Norway's Stoltenberg reportedly will take over as next NATO chief
Norway’s former socialist prime minister is likely to take over as NATO’s top official later this year when the term of current Secretary-General Anders Fogh Rasmussen ends, diplomats said Tuesday.
Jens Stoltenberg appears tapped to assume the top job at September’s NATO summit in Wales after securing the backing of the United States and other leading members, said two diplomats at the alliance’s Brussels headquarters, who spoke on condition of anonymity.
Norway’s Aftenposten newspaper reported on Monday that Stoltenberg’s candidacy was supported by the U.S., Germany, Britain and France, and that the candidacy was expected to be announced at next week’s meeting of NATO’s foreign ministers.

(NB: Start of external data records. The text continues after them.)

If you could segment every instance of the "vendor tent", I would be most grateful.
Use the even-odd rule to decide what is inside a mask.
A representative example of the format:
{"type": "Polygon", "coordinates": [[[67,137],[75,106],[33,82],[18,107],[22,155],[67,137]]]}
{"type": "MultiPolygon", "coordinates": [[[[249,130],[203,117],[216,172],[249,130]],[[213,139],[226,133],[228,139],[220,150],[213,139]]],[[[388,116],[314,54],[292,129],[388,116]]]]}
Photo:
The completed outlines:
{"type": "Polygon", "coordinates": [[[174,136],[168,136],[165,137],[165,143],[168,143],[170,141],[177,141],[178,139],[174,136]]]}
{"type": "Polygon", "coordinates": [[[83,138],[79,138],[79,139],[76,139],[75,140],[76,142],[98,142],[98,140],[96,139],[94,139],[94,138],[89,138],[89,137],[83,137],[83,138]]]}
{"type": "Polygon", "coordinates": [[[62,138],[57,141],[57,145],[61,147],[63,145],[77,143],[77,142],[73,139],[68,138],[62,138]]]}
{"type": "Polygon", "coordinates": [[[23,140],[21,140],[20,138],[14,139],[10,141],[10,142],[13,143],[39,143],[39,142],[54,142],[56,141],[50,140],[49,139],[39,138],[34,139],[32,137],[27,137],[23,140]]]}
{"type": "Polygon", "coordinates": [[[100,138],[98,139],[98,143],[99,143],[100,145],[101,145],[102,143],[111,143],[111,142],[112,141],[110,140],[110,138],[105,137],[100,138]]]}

NATO said it could not comment on the reports.
“I would refer you to the 28 member states,” said a NATO official who could not be named under standing rules. “Decisions on the appointment of the next secretary-general are taken by allies, so we can’t comment on the discussions or the timing.”
Traditionally, a European civilian heads NATO’s political office in Brussels, while an American officer commands the alliance’s military forces from NATO headquarters in Mons, about 50 miles southwest of the Belgian capital. The secretary-general normally serves for a four-year term with a possible extension of one year.
Stoltenberg, 55, served two terms as Norway’s head of government, from 2000 to 2001 and from 2005 until last year. At a time when other NATO member states were slashing defense budgets, Stoltenberg’s government steadily expanded Norway’s military spending and modernized its armed forces.
He negotiated a settlement to a marine dispute with Russia in the Barents Sea and cultivated a strong relationship with Moscow.
If confirmed by the member states, Stoltenberg would take over at a time when the alliance is due to complete the withdrawal of its combat forces from Afghanistan after an inconclusive 12-year war in which it failed to defeat the Taliban insurgents and bring stability to that nation. The appointment would also come at a time of falling defense budgets among alliance members and heightened tensions with Russia after its occupation of Ukraine’s Crimean Peninsula.